Langkah ini dilakukan setelah Trump mengancam akan memberlakukan tarif 10 persen pada impor China senilai USD300 miliar mulai 1 September.
"Ini adalah pelanggaran serius terhadap [hasil] pertemuan antara para kepala negara China dan Amerika Serikat," kata kementerian itu dalam sebuah pernyataan.
Kementerian menambahkan bahwa mereka juga tidak akan mengesampingkan tarif atas barang-barang pertanian AS yang baru dibeli setelah 3 Agustus.

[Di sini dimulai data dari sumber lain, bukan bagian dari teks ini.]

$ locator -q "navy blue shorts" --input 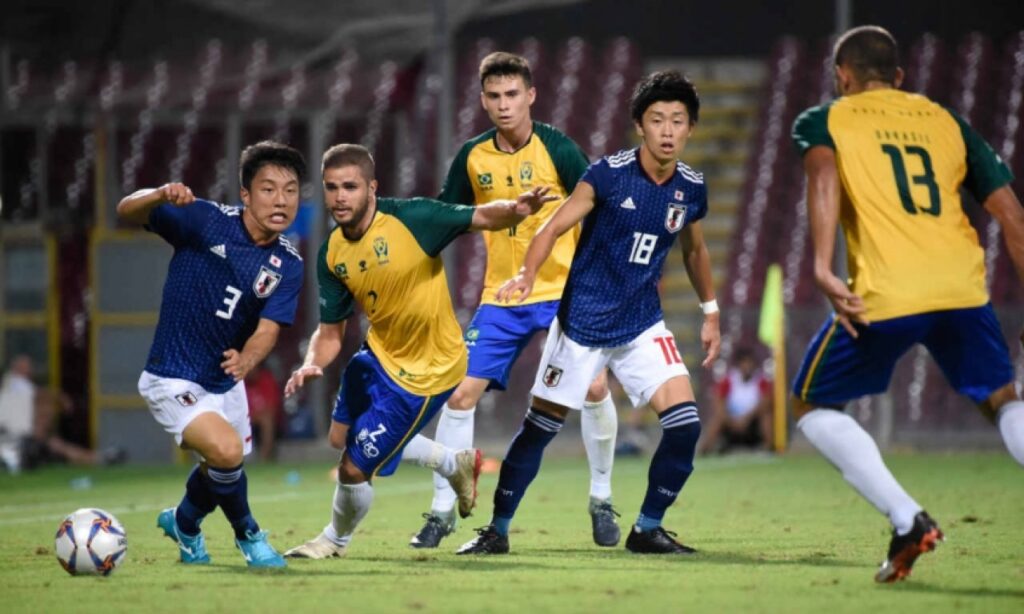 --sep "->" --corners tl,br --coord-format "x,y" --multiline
793,305 -> 1014,406
331,346 -> 455,477
465,301 -> 558,390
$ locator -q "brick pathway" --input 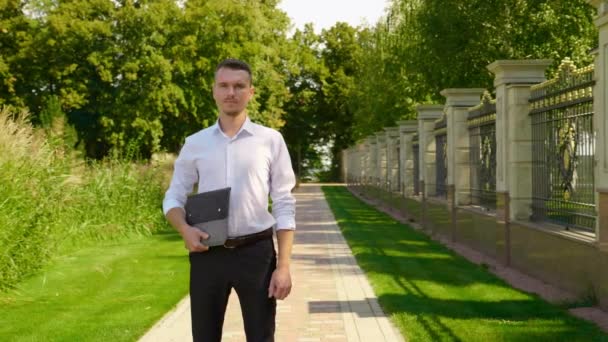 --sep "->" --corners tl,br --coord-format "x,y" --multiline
140,184 -> 403,342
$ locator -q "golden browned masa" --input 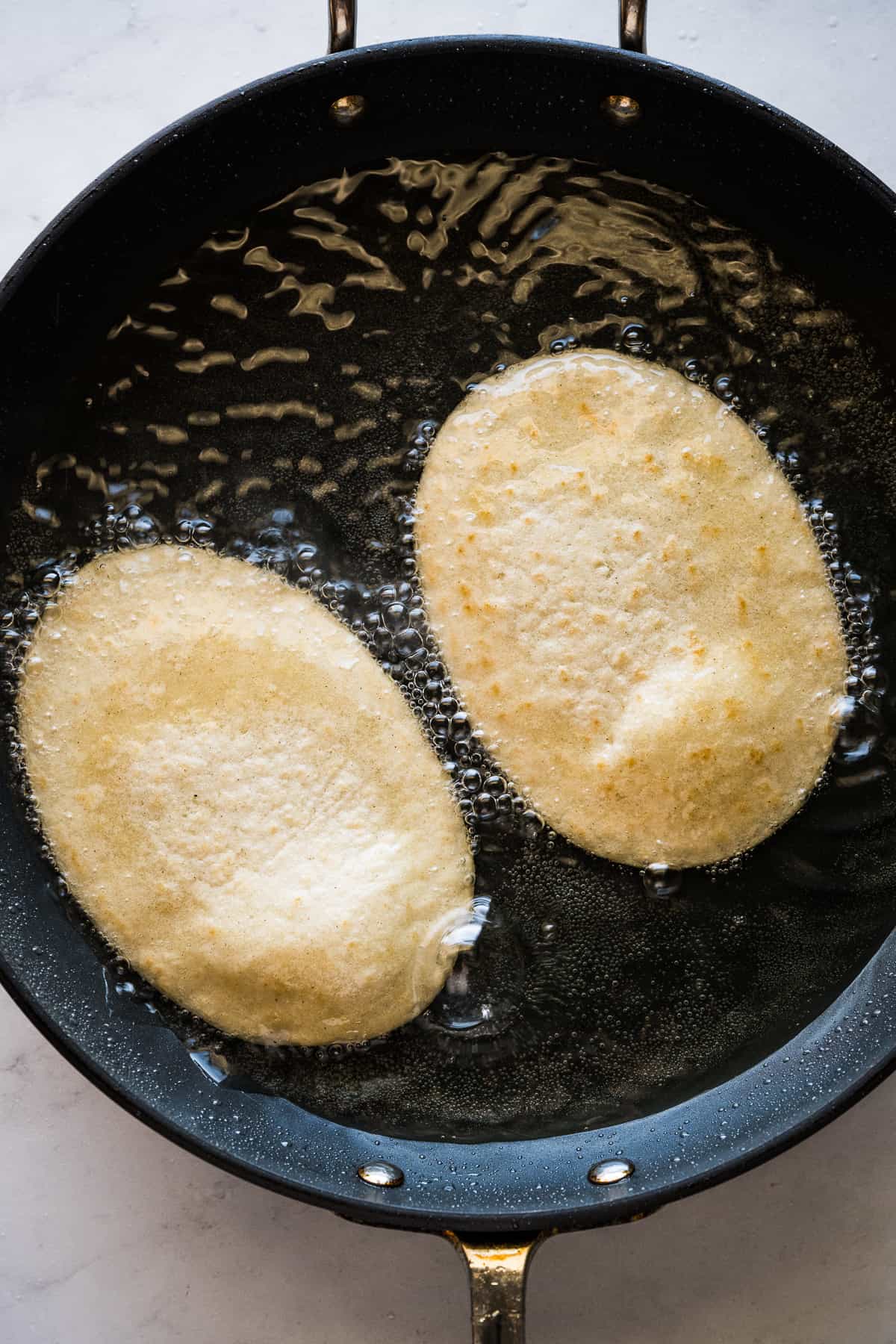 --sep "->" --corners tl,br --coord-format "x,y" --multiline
417,351 -> 846,867
19,546 -> 471,1045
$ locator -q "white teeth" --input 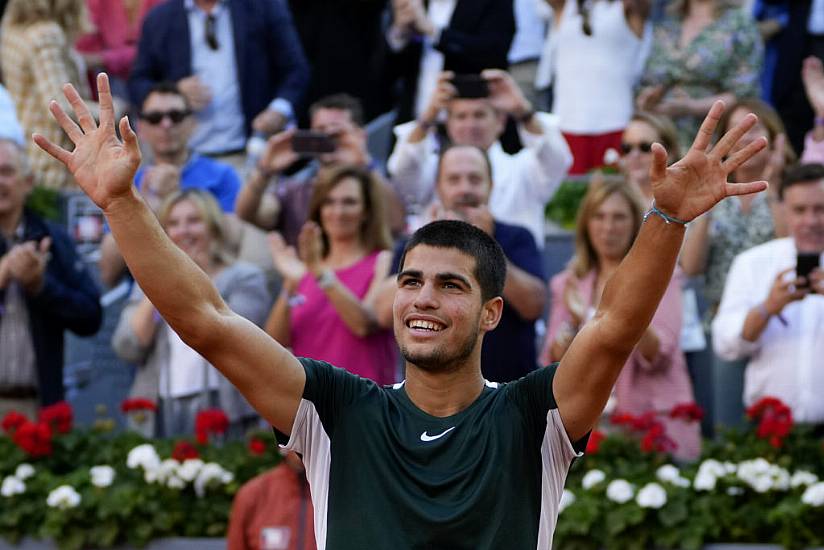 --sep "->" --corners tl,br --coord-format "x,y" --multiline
409,319 -> 441,332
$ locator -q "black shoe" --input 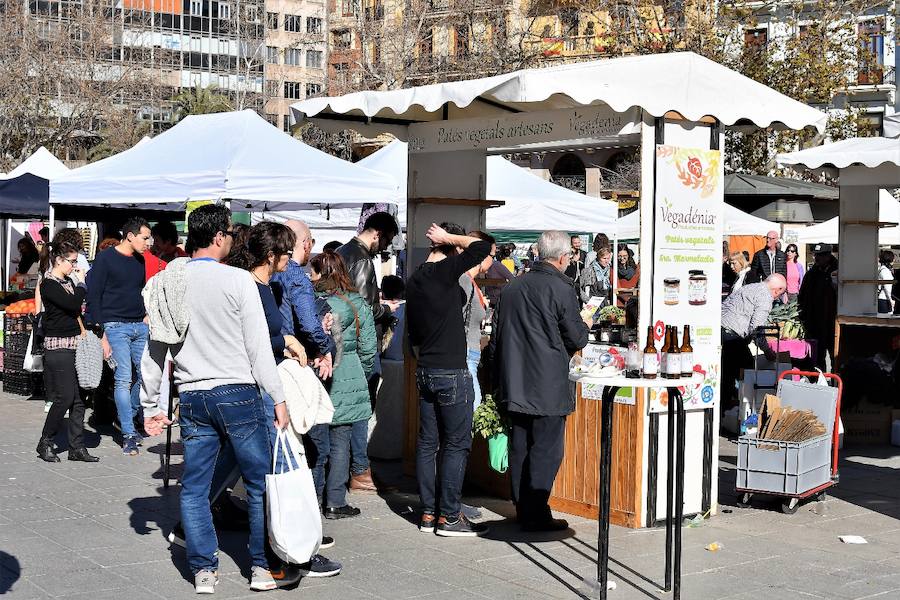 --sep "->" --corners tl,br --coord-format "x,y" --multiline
35,438 -> 59,462
210,494 -> 250,531
69,448 -> 100,462
435,513 -> 488,537
419,513 -> 437,533
325,504 -> 362,519
300,554 -> 343,577
522,518 -> 569,532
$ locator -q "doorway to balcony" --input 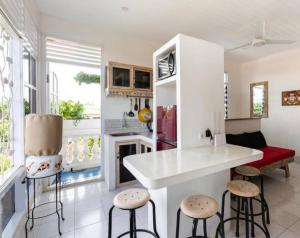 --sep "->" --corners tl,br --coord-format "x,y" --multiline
46,38 -> 102,187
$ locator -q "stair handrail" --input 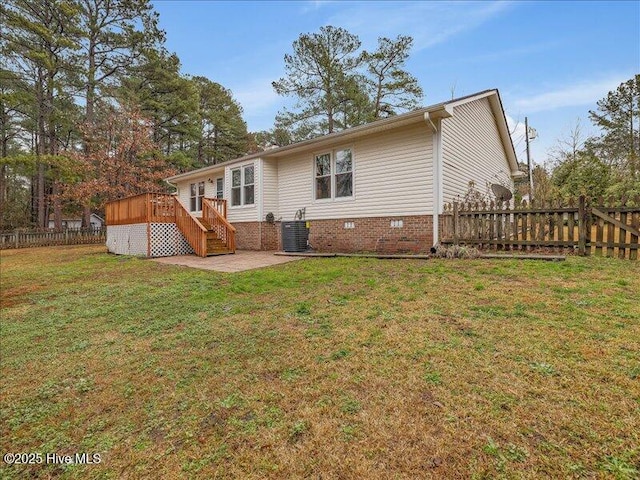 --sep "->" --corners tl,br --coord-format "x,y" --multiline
202,198 -> 236,253
174,197 -> 207,257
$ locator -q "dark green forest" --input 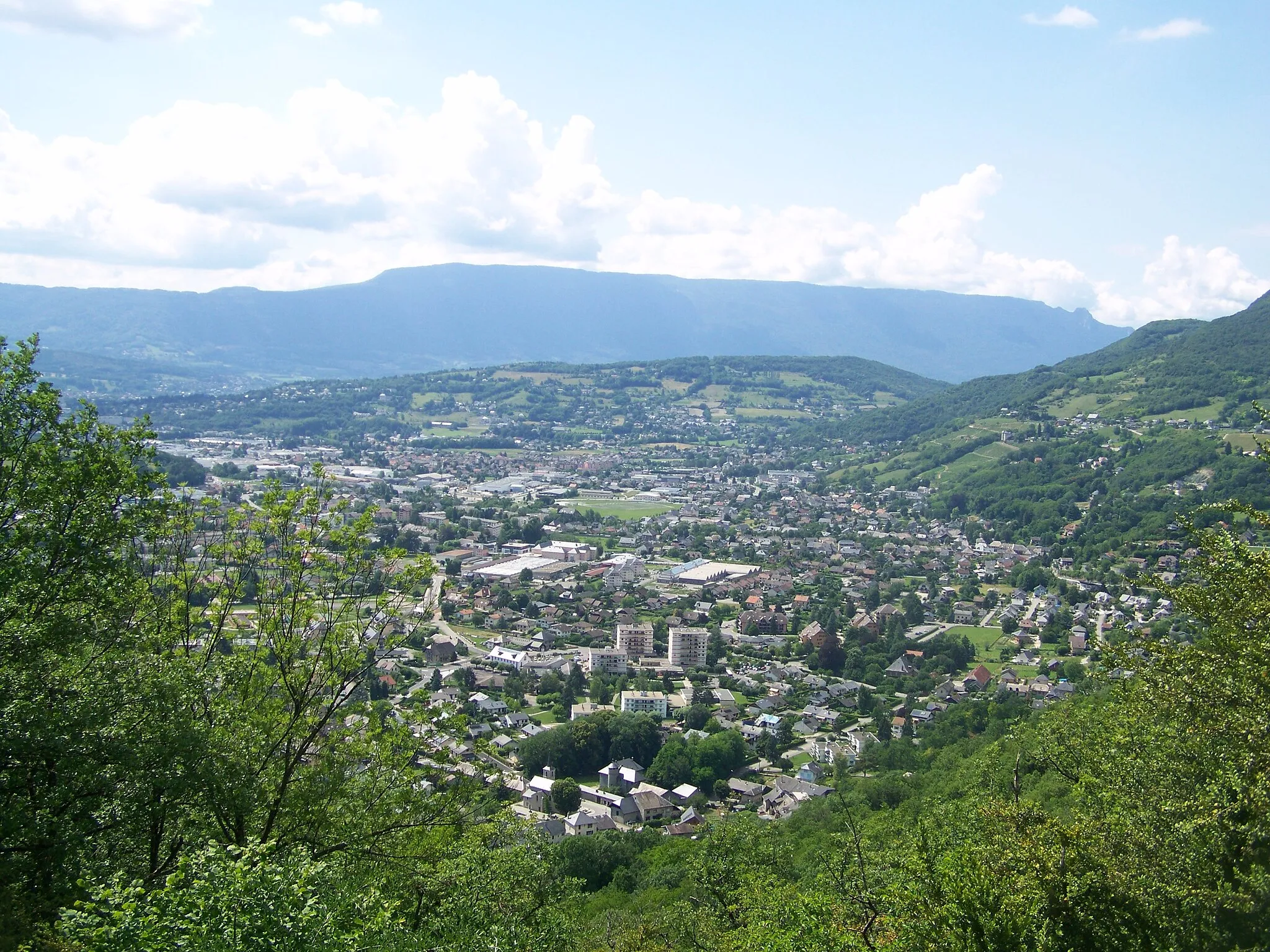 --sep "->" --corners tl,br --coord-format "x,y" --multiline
0,332 -> 1270,952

Tiga indeks saham utama AS turun pada Senin, dengan rata-rata industri Dow Jones merosot lebih dari 760 poin setelah China mendevaluasi mata uangnya ke level terendah selama lebih dari 10 tahun dalam upaya untuk melunakkan serangan tarif AS .
Dow turun sebanyak 961 poin, atau hampir 3 persen, sebelum pulih dan ditutup pada 767, sementara S&P 500 turun 87 poin dan Nasdaq Composite turun 278 poin.
Perang dagang antara dua ekonomi utama dunia tersebut mengguncang pasar global karena hingga saat ini tidak ada kejelasan soal kesepakatan perdagangan antara kedua negara.